The decline was even worse than in February, when Macao’s government ordered the closure of the district’s 41 casinos for 15 days.
For the first four months of 2020, gaming revenue in Macao is down 68.7 percent from a year ago.
Three Las Vegas companies — Las Vegas Sands Corp., Wynn Resorts Ltd., and MGM Resorts International — operate properties on the Macao peninsula and on the nearby Cotai Strip. Those companies generate about 30 percent to 60 percent of their revenue in Macao.
In earnings calls by Sands last week and by MGM Thursday, executives said they are still committed to Macao and that expansions in Asia represent major opportunities for their companies.
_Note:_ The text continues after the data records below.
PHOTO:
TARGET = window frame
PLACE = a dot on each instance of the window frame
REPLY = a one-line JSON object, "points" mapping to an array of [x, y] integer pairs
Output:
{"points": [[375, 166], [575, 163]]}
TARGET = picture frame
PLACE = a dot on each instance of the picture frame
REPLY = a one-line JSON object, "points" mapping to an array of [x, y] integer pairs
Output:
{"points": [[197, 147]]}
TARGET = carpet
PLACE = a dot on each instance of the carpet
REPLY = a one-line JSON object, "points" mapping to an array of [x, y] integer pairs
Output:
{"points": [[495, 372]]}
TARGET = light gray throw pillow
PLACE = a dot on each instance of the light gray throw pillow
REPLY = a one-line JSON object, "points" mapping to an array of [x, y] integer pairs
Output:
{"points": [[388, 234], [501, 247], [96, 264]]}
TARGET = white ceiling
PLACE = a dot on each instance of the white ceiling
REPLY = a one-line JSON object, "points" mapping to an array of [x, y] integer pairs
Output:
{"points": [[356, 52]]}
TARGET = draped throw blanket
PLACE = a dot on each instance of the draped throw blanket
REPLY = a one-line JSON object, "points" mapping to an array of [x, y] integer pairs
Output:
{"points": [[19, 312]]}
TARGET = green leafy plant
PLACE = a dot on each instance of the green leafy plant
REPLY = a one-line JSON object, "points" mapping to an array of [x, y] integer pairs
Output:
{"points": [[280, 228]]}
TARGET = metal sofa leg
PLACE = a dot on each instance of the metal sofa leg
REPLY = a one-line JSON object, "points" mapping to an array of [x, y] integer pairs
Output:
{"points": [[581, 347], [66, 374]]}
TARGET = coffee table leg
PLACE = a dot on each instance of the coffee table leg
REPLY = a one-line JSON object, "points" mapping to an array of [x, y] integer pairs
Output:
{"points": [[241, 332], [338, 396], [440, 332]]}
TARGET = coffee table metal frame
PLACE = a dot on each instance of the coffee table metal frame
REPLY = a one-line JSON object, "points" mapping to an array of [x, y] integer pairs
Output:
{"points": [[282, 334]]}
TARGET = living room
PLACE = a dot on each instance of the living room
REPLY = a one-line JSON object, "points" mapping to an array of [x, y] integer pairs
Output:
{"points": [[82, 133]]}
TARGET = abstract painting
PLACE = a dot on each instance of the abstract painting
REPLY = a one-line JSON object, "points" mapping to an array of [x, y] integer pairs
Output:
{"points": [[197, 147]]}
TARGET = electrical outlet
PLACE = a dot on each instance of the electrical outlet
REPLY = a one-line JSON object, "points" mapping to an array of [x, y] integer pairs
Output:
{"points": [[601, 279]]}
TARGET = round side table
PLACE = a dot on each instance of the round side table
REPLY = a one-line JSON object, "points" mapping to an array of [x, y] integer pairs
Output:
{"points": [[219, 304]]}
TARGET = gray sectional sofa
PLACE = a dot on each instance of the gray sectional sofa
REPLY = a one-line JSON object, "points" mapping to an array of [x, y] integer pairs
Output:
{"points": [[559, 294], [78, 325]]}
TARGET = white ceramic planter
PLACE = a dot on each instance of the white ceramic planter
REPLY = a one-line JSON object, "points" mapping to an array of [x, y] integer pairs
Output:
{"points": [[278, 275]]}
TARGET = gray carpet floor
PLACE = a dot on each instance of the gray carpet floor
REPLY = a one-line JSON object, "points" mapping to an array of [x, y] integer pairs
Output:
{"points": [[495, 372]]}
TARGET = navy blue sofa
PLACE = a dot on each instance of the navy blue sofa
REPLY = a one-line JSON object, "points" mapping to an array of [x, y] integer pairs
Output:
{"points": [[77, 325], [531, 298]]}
“We will continue to invest in our properties and expand our offerings, especially on nongaming, with more suites and more room product,” MGM acting CEO Bill Hornbuckle said in an earnings call with investors on Thursday. “I look forward with working with the new chief executive in Macao and his administration.”
Sands executives had the same sentiments in their April 22 earnings call.
“Now is not the time to slow down on investment in Macao,” Chairman and CEO Sheldon Adelson said in remarks to investors.
Chief Operating Officer Rob Goldstein said he expects Macao and Singapore to rebound faster than Las Vegas, mainly because he doesn’t expect airlines in the United States to be able to deliver passengers to Southern Nevada as rapidly as the resorts will be able to gear up for customers.
Wynn spokesman Michael Weaver declined to comment and the company has not had its first-quarter earnings call yet.
The Review-Journal is owned by the family of Las Vegas Sands Corp. Chairman and CEO Sheldon Adelson. Las Vegas Sands operates six properties in Macao.